Video games let us play the role of soldier, sports legend, defender of the planet against alien invaders? but as we play those roles, we can't reach out and touch any of it. How different would digital interactions be if you could feel a virtual butterfly settle on the back of your hand, or the thunk of a football as you deflect it away from goal?
A new haptic technology lets you do just that. Developed by Disney Research in Pittsburgh, Pennsylvania, the system, called Aireal, lets users feel virtual objects in the air in front of them, as well as giving tactile feedback on the kinds of gestures that might be used with devices like the Leap Motion. The system directs bursts of air to places in space which coincide with the virtual object being represented.
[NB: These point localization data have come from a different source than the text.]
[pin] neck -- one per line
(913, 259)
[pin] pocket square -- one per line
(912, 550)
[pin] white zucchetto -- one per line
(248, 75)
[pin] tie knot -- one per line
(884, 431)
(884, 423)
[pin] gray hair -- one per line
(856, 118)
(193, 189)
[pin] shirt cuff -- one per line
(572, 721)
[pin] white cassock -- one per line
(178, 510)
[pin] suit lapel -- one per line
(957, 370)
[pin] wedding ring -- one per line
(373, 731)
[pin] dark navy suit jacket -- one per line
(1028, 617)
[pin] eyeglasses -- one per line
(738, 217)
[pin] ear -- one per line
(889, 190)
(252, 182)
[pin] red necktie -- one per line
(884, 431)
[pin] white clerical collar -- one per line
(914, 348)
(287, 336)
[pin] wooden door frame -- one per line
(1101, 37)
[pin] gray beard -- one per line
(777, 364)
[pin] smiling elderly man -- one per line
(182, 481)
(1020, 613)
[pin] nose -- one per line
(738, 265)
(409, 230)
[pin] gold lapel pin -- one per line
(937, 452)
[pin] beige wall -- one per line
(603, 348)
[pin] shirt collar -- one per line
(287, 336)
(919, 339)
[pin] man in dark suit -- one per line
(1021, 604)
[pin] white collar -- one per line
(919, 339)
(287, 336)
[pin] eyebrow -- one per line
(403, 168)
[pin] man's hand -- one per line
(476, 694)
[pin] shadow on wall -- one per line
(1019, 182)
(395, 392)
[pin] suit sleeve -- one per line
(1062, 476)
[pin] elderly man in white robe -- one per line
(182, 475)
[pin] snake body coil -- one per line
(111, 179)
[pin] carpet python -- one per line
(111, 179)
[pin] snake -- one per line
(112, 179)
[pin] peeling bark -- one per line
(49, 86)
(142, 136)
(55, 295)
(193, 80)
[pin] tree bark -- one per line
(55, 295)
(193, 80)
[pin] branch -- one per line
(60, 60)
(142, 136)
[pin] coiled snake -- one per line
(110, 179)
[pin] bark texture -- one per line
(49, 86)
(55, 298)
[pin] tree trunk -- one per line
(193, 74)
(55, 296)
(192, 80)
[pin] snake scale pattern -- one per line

Aireal works with a depth camera and whatever application is running to figure out where to direct the air, which it shoots out in doughnut-shaped vortices akin to fast, focused smoke rings.
In work due to be presented at the SIGGRAPH conference in Anaheim, California, this week, the researchers explain that the frequency and strength of the air pulses can be modified to match the beating of a virtual butterfly's wings on a person's arm (see video, above). By combining multiple Aireals, the researchers let a video game player feel seagulls flapping around his head as he walked around.
There are many other possible applications. Tactile feedback in free air can let users know when their hand is in the gesture space of a device like Leap Motion. Aireal can even be directed at other objects in the environment, ruffling a newspaper page as a projected bird flies by, for example.
"As the technology matures, we envision that consumer electronic devices, as well as everyday environments, would have free-air haptic devices pre-installed and therefore become completely invisible to the users," lead author Rajinder Sodhi suggests.